Manmohan Krishna Das, a spokesman for the International Society of Krishna Consciousness, or ISKCON, said in Calcutta that Monday's lawsuit filed in the United States was the work of an "unscrupulous" lawyer.

Fortyfour former students of ISKCON schools filed a lawsuit in Dallas, Texas, accusing senior Hare Krishna leaders of sexual, physical and emotional torture at boarding schools spread over the US and India.

They said the alleged abuse took place during the 1970s and 1980s at ISKCON gurukuls, or traditional Hindu schools, in Dallas and other North American cities and in the holy towns of Vrindavan in northern India and the eastern town of Mayapur, where the movement is headquartered.

Das denied wrongdoing at Vrindavan or Mayapur.

He said some students, who had violated strictures of Hare Krishna schools, like a ban on smoking, drugs and sex, had been expelled about 26 years ago. "Were these so-called victims sleeping for 26 years?" he said. "We are not in the least worried about the case and we will fight it out."

Das said the plaintiffs' lawyer was "unscrupulous" and had allegedly made millions by filing cases against some Catholic organisations. "This time also they want to extract money through this false and baseless case against ISKCON," he said.

Dallas lawyer Windle Turley, attorney for the plaintiff, alleged that the reported abuse in North America took place at ISKCON schools in Dallas, Los Angeles, Seattle, Washington and Lake Huntington.

"We believe the facts as they are developed will reveal more than 1,000 child victims, many of whom have taken their lives or are today socially and emotionally dysfunctional," Turley was reported as saying Wednesday.

The first ISKCON school was set up in the United States in 1972 in Dallas. Branches were established in several US and Canadian cities.

The suit said children ranging from three to 18 were sexually abused, beaten and received little or no education.

"In India, ISKCON managed at least two profoundly abusive boarding schools for boys.
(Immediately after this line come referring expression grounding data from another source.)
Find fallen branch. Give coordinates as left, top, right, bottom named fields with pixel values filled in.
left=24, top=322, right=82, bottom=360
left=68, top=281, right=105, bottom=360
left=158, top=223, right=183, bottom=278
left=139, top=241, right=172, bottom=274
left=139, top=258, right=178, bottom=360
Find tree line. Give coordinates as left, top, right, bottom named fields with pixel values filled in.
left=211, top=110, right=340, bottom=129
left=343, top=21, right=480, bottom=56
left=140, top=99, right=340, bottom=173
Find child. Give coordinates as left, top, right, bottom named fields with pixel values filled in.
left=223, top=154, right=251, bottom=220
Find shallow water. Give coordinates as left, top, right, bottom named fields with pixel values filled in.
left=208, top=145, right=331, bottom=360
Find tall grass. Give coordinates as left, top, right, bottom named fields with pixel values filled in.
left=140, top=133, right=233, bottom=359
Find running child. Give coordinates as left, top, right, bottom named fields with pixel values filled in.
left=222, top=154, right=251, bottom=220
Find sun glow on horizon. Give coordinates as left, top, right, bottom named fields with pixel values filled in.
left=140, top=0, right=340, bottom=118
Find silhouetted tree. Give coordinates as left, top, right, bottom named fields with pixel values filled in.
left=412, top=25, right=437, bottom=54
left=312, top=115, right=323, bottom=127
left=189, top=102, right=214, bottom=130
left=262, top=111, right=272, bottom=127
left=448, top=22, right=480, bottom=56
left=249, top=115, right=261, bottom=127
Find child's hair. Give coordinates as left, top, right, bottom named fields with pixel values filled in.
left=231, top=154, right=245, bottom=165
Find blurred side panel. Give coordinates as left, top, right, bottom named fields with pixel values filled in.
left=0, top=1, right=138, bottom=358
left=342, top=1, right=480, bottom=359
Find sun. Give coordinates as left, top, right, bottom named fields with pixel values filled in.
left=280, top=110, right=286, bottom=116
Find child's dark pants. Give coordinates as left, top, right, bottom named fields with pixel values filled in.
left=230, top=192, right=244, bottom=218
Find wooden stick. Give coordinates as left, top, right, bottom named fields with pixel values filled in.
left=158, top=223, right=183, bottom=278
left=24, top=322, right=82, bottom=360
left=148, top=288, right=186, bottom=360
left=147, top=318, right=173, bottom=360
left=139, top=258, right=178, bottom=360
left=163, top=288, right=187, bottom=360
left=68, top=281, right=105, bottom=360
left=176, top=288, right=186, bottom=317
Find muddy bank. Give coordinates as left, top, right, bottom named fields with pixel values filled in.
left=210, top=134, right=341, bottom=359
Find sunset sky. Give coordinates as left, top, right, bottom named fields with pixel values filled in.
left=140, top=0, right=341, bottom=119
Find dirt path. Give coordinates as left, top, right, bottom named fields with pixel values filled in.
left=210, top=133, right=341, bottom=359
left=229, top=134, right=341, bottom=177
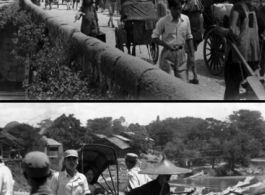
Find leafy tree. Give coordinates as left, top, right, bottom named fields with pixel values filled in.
left=86, top=117, right=113, bottom=136
left=126, top=123, right=150, bottom=152
left=222, top=131, right=262, bottom=171
left=146, top=117, right=205, bottom=148
left=164, top=138, right=185, bottom=160
left=113, top=117, right=127, bottom=134
left=45, top=114, right=92, bottom=150
left=227, top=110, right=265, bottom=147
left=37, top=118, right=53, bottom=132
left=8, top=123, right=46, bottom=155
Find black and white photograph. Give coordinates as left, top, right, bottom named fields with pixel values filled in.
left=1, top=0, right=265, bottom=100
left=1, top=102, right=265, bottom=195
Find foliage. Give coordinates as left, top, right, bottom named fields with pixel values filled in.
left=227, top=110, right=265, bottom=147
left=7, top=123, right=46, bottom=155
left=12, top=18, right=92, bottom=99
left=146, top=117, right=205, bottom=148
left=10, top=7, right=111, bottom=100
left=37, top=118, right=53, bottom=130
left=112, top=117, right=127, bottom=134
left=86, top=117, right=114, bottom=136
left=45, top=114, right=93, bottom=150
left=0, top=2, right=20, bottom=31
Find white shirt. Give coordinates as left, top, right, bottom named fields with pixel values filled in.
left=50, top=170, right=89, bottom=195
left=152, top=13, right=193, bottom=47
left=126, top=167, right=152, bottom=190
left=0, top=162, right=14, bottom=195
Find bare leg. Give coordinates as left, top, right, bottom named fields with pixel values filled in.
left=187, top=52, right=199, bottom=84
left=110, top=15, right=114, bottom=27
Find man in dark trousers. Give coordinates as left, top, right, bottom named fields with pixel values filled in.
left=22, top=151, right=53, bottom=195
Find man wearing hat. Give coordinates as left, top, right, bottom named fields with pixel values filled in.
left=126, top=156, right=191, bottom=195
left=120, top=153, right=152, bottom=192
left=22, top=151, right=53, bottom=195
left=0, top=155, right=14, bottom=195
left=50, top=149, right=89, bottom=195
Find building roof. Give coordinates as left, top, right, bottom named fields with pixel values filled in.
left=42, top=136, right=62, bottom=146
left=113, top=135, right=131, bottom=142
left=124, top=132, right=135, bottom=136
left=145, top=137, right=154, bottom=142
left=93, top=134, right=107, bottom=139
left=0, top=128, right=23, bottom=149
left=105, top=137, right=131, bottom=149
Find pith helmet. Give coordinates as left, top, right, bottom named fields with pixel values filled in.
left=139, top=155, right=191, bottom=175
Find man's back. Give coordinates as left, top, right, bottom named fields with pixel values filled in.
left=0, top=163, right=14, bottom=195
left=127, top=167, right=152, bottom=190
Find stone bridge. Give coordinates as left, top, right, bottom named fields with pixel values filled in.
left=1, top=0, right=214, bottom=100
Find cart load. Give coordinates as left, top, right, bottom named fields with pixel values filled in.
left=211, top=3, right=233, bottom=23
left=121, top=0, right=156, bottom=21
left=116, top=0, right=159, bottom=63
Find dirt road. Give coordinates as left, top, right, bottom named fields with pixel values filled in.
left=38, top=1, right=225, bottom=100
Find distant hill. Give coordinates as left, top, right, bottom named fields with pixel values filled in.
left=4, top=121, right=20, bottom=130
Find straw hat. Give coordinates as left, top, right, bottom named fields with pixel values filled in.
left=139, top=155, right=191, bottom=175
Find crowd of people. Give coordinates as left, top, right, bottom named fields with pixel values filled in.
left=33, top=0, right=265, bottom=100
left=1, top=150, right=183, bottom=195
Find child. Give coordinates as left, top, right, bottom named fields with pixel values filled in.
left=75, top=0, right=100, bottom=37
left=152, top=0, right=195, bottom=82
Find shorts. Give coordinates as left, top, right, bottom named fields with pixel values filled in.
left=108, top=1, right=115, bottom=15
left=159, top=48, right=187, bottom=82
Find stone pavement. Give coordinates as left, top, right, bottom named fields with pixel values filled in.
left=38, top=1, right=153, bottom=60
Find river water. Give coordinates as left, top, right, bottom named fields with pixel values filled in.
left=169, top=160, right=265, bottom=194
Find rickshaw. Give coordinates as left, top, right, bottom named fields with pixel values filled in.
left=201, top=0, right=265, bottom=99
left=115, top=0, right=160, bottom=64
left=77, top=144, right=120, bottom=195
left=201, top=0, right=232, bottom=75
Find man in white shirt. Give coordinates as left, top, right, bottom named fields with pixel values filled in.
left=50, top=150, right=89, bottom=195
left=120, top=153, right=152, bottom=192
left=152, top=0, right=195, bottom=82
left=0, top=156, right=14, bottom=195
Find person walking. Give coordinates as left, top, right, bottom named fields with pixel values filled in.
left=75, top=0, right=100, bottom=37
left=182, top=0, right=204, bottom=84
left=152, top=0, right=195, bottom=82
left=0, top=156, right=14, bottom=195
left=66, top=0, right=72, bottom=9
left=22, top=151, right=53, bottom=195
left=50, top=149, right=90, bottom=195
left=73, top=0, right=80, bottom=9
left=44, top=0, right=52, bottom=10
left=216, top=0, right=261, bottom=100
left=107, top=0, right=116, bottom=28
left=119, top=153, right=152, bottom=192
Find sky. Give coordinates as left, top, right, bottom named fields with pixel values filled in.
left=0, top=103, right=264, bottom=127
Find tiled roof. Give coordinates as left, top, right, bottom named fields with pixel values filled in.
left=106, top=137, right=130, bottom=149
left=113, top=135, right=131, bottom=142
left=42, top=136, right=61, bottom=146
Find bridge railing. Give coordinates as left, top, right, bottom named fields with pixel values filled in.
left=19, top=0, right=208, bottom=100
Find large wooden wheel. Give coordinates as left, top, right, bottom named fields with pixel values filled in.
left=203, top=27, right=226, bottom=76
left=115, top=27, right=124, bottom=52
left=148, top=42, right=159, bottom=64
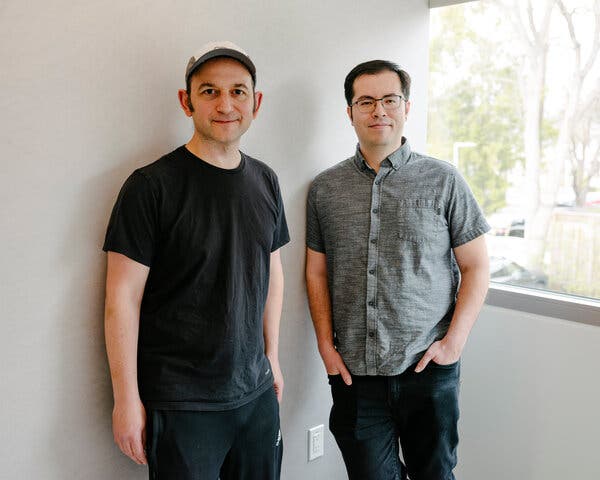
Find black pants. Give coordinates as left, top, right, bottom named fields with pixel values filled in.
left=329, top=362, right=460, bottom=480
left=146, top=387, right=282, bottom=480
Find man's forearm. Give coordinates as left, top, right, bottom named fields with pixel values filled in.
left=305, top=248, right=336, bottom=351
left=105, top=252, right=149, bottom=403
left=415, top=259, right=489, bottom=372
left=263, top=251, right=284, bottom=360
left=445, top=264, right=489, bottom=350
left=306, top=273, right=336, bottom=352
left=104, top=252, right=150, bottom=464
left=306, top=264, right=354, bottom=383
left=306, top=248, right=352, bottom=383
left=263, top=250, right=285, bottom=401
left=105, top=300, right=142, bottom=403
left=444, top=235, right=490, bottom=348
left=415, top=235, right=489, bottom=372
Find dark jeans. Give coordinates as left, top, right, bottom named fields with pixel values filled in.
left=146, top=387, right=282, bottom=480
left=329, top=361, right=460, bottom=480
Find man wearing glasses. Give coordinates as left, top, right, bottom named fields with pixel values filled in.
left=103, top=41, right=288, bottom=479
left=306, top=60, right=490, bottom=479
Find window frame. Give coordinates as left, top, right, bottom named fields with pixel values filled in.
left=429, top=0, right=478, bottom=8
left=486, top=283, right=600, bottom=327
left=428, top=0, right=600, bottom=325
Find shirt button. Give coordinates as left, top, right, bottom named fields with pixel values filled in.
left=372, top=208, right=378, bottom=214
left=370, top=239, right=377, bottom=244
left=368, top=331, right=375, bottom=338
left=375, top=180, right=381, bottom=185
left=369, top=269, right=375, bottom=275
left=368, top=300, right=375, bottom=307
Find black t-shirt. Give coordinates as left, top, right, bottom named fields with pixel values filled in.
left=103, top=146, right=289, bottom=410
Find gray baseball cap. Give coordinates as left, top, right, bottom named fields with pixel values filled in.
left=185, top=41, right=256, bottom=85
These were the Vrindavan and Mayapur schools ... The Indian schools were among the worst offenders and abusers of minor boys," the suit alleged.

The Washington-based communications director of ISKCON told the Asian Age daily in an interview published Wednesday that there had been lapses.

Anuttama Dasa said the charges were "very vague", but added that there "had been abuse in and around our schools".

Das said the suit was also a result of punitive action taken against rich children who were expelled for tormenting peers from poor families. He said the charges were even more hurtful in West Bengal as the founder of the sect, Swami Prabhupada, was born there.

ISKCON has attracted celebrity devotees, including a scion of the Ford family, who married his wife according to Hindu rites in Detroit.